Treasury-sponsored housing review looks at replacing section 106 agreement with tax on developments.
A government review of the undersupply of housing in the UK may conclude that a land development tax should be imposed on housebuilders.

The Treasury-sponsored review is being carried out by Kate Barker, a member of the Bank of England's Monetary Policy Committee. She is considering replacing section 106 agreements between housebuilders and councils, which usually take a long time to negotiate, with a simple development tax.

The UK housing market is currently undersupplied by around 75,000 homes a year. Much of the blame for this has been put on section 106 agreements. These force developers to build affordable housing or infrastructure in return for planning approval.

The development tax could be introduced in areas where profit from development is deemed to be high, such as London. It would be collected by the state and given to councils for social projects.
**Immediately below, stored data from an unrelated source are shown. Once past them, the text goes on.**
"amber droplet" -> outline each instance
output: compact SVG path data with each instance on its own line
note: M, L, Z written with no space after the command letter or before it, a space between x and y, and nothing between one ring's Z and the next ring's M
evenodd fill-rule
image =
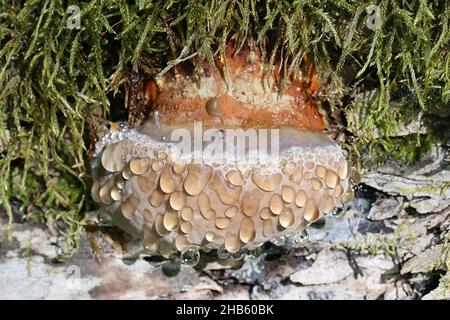
M231 206L227 208L224 212L225 217L234 218L239 213L239 209L236 206Z
M186 203L186 195L183 191L175 191L170 195L169 203L174 210L181 210Z
M220 117L222 115L222 103L220 100L216 97L209 99L206 102L206 112L208 112L210 116Z
M130 161L130 170L135 175L142 175L150 169L150 161L145 158L136 158Z
M253 216L258 212L260 197L255 192L246 192L242 197L241 210L247 216Z
M184 189L190 196L199 195L212 176L212 168L207 165L188 165L188 175L184 180Z
M253 223L252 218L242 218L241 226L239 228L239 238L241 238L242 242L249 243L255 240L255 237L255 224Z
M263 220L270 219L271 216L272 216L272 213L270 212L269 208L263 208L259 212L259 217Z
M178 219L178 214L174 211L166 211L164 213L164 228L166 228L169 231L173 231L178 228L180 221Z
M304 218L309 222L314 222L319 219L320 213L317 209L316 202L313 198L308 198L305 206Z
M328 170L327 175L325 177L325 184L328 188L334 189L341 182L339 175L331 170Z
M242 186L245 182L244 177L239 171L233 170L226 174L228 181L234 186Z
M230 253L238 252L241 248L241 241L239 237L232 233L227 233L225 236L225 249Z
M294 212L291 208L287 208L283 213L278 216L278 222L283 228L289 228L295 222Z
M216 228L226 229L230 226L231 220L229 218L219 217L216 219Z
M255 172L252 173L253 183L267 192L274 191L280 185L281 178L282 175L280 173L275 173L273 175L259 175Z
M295 190L289 186L283 186L281 188L281 197L287 203L291 203L295 199Z
M325 175L327 174L327 168L324 166L321 166L320 164L316 166L316 174L319 178L323 179L325 178Z
M130 220L133 217L134 212L139 204L139 198L134 195L130 195L125 202L120 205L120 210L125 218Z
M270 211L272 211L274 214L280 214L284 210L284 202L283 199L281 199L281 196L277 193L272 195L269 202L269 208Z
M181 210L181 219L185 220L185 221L191 221L192 218L194 218L194 210L192 210L191 207L184 207Z

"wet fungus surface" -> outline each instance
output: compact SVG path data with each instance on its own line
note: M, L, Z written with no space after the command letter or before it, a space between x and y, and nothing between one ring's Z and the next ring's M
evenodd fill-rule
M196 77L159 79L151 99L158 119L111 130L98 143L92 197L149 253L256 248L301 232L352 192L344 151L321 133L326 120L309 99L317 84L291 79L280 94L275 73L261 76L257 52L227 52L225 60L226 75L205 66ZM276 129L277 152L271 140L263 150L247 146L246 155L258 157L238 161L231 153L240 142L224 139L234 148L225 146L222 161L186 157L173 133L195 137L194 121L219 136L230 128L257 137ZM201 149L213 143L203 139Z

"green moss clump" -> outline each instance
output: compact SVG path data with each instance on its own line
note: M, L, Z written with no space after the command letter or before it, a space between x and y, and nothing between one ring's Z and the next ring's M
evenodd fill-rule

This type of tax has always cost more than it is worth

Alan Cherry, Countryside

Barker may stop short of asking for the abolition of section 106 agreements. She could combine them with the tax on the understanding that they focus solely on the social impact of a scheme, rather than being used to improve infrastructure and social housing across a borough.
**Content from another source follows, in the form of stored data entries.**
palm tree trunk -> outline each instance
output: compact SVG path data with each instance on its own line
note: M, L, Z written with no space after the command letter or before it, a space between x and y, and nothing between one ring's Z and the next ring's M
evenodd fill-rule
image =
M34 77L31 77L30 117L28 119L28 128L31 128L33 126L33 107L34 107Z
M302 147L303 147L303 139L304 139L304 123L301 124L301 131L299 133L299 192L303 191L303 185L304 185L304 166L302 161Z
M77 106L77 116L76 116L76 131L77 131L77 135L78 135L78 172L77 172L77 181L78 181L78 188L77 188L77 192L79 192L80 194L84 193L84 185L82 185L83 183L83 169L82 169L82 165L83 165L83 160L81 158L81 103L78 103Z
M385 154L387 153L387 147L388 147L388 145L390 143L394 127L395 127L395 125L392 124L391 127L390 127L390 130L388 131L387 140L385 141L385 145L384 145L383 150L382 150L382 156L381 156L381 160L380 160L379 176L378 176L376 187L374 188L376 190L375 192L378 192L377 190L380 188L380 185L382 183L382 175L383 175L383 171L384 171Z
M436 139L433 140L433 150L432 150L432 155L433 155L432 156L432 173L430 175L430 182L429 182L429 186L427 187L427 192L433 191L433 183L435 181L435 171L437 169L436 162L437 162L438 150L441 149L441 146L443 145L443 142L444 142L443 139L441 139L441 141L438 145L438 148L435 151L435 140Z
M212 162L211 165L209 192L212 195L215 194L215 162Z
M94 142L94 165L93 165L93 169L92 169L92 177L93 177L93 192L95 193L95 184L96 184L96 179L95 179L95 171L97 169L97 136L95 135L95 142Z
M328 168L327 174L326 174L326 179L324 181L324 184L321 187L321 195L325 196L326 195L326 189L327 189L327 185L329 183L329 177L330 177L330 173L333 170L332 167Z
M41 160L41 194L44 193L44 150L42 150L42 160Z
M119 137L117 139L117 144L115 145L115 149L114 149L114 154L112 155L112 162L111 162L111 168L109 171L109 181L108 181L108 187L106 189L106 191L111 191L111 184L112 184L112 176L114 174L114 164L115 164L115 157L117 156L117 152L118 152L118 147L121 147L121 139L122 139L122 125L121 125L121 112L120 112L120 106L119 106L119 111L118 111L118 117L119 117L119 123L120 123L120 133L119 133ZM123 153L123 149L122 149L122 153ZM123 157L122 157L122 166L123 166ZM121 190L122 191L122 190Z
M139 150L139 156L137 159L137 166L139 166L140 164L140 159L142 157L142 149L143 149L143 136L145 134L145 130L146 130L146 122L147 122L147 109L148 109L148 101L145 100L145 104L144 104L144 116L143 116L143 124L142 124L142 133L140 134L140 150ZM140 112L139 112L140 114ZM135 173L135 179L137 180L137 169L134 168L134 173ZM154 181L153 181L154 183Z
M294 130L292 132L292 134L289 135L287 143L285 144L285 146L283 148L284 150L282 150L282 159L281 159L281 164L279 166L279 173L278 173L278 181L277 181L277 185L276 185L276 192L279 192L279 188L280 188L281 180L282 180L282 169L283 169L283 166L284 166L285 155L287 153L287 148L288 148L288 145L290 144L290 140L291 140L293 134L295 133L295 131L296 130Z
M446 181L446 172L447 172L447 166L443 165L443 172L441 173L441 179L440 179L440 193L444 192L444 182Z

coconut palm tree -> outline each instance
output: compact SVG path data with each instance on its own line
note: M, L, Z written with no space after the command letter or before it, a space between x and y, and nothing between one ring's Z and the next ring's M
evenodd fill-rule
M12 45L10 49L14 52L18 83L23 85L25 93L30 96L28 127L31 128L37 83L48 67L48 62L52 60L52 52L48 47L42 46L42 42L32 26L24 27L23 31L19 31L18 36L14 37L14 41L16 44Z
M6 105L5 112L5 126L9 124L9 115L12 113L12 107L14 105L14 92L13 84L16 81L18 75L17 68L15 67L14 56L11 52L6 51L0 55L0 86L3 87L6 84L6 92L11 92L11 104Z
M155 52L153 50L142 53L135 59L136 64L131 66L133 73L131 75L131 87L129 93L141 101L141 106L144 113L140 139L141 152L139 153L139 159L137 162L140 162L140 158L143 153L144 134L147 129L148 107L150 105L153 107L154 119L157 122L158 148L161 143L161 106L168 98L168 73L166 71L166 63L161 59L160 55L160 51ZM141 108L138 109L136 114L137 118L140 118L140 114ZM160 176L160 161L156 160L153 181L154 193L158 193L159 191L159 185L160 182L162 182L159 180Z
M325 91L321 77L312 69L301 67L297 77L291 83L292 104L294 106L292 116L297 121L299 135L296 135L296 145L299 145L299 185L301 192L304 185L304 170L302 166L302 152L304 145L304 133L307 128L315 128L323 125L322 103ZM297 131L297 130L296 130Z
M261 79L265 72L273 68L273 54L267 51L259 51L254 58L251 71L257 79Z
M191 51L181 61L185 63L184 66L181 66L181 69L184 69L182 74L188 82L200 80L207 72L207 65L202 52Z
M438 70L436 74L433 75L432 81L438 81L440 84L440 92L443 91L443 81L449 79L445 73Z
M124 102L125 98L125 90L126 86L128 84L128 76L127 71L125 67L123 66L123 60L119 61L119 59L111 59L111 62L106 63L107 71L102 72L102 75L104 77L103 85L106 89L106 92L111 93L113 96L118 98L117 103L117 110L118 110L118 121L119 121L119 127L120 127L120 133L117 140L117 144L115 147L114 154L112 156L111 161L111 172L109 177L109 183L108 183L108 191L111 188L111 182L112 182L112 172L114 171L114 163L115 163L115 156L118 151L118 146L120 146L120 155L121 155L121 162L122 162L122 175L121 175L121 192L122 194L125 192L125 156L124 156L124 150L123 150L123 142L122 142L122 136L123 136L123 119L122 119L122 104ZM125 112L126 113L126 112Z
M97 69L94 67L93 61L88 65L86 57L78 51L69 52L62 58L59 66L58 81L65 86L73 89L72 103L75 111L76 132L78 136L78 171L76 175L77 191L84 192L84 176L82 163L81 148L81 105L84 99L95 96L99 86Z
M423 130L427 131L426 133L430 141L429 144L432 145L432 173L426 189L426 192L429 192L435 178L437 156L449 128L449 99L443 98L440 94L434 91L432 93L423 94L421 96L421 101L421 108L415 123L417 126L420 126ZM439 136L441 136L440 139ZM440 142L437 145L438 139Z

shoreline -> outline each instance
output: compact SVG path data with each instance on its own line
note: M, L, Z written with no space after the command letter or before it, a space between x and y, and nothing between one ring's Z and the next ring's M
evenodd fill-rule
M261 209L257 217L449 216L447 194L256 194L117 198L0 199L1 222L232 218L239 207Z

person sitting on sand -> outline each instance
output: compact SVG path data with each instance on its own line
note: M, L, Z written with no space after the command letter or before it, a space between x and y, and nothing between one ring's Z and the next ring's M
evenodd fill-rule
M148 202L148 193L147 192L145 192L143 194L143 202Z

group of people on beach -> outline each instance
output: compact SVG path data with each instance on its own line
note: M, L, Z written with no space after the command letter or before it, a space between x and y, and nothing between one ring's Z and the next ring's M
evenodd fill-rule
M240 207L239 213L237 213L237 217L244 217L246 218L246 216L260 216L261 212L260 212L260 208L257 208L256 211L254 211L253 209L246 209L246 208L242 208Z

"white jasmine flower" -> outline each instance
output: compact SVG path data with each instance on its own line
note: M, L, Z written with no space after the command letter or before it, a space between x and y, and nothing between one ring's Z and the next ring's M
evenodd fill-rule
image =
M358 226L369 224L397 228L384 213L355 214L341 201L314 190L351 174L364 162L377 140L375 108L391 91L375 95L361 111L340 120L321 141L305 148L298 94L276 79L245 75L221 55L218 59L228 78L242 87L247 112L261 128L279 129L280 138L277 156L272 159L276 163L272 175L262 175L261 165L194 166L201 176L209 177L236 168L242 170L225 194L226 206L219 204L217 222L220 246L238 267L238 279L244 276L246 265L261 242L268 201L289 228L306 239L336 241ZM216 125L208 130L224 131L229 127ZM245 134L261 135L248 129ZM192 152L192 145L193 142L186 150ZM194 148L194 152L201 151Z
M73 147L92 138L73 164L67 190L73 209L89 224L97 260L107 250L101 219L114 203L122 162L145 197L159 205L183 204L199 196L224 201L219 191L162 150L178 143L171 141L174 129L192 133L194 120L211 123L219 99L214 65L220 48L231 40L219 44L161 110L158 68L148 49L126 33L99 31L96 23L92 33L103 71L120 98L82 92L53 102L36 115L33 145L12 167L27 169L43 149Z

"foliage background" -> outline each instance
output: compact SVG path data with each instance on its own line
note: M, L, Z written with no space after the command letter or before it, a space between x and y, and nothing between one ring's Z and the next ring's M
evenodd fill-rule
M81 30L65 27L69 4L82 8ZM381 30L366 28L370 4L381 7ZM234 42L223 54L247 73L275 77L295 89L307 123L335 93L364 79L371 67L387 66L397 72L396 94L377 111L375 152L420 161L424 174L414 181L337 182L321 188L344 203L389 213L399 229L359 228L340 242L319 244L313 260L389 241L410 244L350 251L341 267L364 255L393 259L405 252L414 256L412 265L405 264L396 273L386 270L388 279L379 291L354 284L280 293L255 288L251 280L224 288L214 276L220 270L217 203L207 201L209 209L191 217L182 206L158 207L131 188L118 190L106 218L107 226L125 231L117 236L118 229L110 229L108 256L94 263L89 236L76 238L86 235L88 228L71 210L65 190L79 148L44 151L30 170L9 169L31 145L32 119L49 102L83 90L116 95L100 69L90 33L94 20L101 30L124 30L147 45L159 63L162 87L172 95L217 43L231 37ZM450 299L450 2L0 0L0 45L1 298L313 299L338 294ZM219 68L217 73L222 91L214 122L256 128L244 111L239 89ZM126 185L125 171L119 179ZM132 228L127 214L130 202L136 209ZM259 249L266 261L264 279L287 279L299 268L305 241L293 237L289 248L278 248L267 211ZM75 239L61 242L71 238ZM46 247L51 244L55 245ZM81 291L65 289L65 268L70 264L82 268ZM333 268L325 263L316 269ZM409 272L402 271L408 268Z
A Whitehall source said: "Kate is looking very seriously at simplifying section 106, as well as getting hold of some of a scheme's land value [through the tax]. This has lots of difficulties – each time a tax has been implemented the industry has successfully fought it off."

Alan Cherry, chairman of Countryside Properties, said the plan was doomed. He said: "A form of tax is good in theory, but has proved impractical in the past. This has been tried three times since 1947, and it's always cost more than it is worth."

Another leading housebuilder went further: "There is a serious lack of understanding in government. If the tax is introduced in addition to section 106, how many marginal schemes are going to fall away?"

The housebuilder added that the planning system should be left untouched for 10 years, as constant government reform was worse than the status quo.